На роль Шепковича Грановский назначил Михоэлса. Его герой постоянно жил в страхе перед Богом за свой величайший грех (он был содержателем публичного дома). Михоэлс должен был сыграть человека слабовольного, изъеденного муками совести: человека, который всю жизнь мечется между «чистым» первым этажом и подвалом, где царит смрад — духовный и физический. И на сей раз театру, как и в «Вечере Шолом-Алейхема», повезло с художником: сюда пришел Исаак Моисеевич Рабинович, работавший с Марджановым (знаменитая постановка «Фуэнте Овехуна»), с Вахтанговым («Свадьба»), и уже в оформлении этих спектаклей проявился его недюжинный талант театрального художника.
Ознакомившись с содержанием пьесы, Рабинович вскоре принес наброски и эскизы к спектаклю. Они очень понравились Михоэлсу, но многое меняли в замыслах Грановского. Художник оказался настойчивее и капризнее, чем можно было ожидать при первом знакомстве, не соглашаться с ним было все труднее, он становился соавтором спектакля, хорошо понимавшим его направленность и социальную суть.

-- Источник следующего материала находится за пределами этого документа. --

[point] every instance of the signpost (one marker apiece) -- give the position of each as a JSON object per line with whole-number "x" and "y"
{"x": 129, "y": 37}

Раздвоенность Шепковича он выразил символически, с помощью маски, одна сторона которой выражала человеческий облик с надеждой и верой, а другая — жуткое, звериное лицо хозяина притона.
Михоэлс в роли Шепковича углубил содержание мелодрамы Шолома Аша. Он предсказал: Страшный суд над теми, кто, живя на высших этажах, строит свое счастье и благополучие на несчастье обитателей подвалов, — неминуем. Бог мести — суровый и справедливый Бог иудеев не простит грехопадения. И предсказание сбывается. Шлойме, сутенер, служивший «честно» хозяину, совращает дочь Шепковича — Риву, и она становится обитательницей нижнего этажа «заведения».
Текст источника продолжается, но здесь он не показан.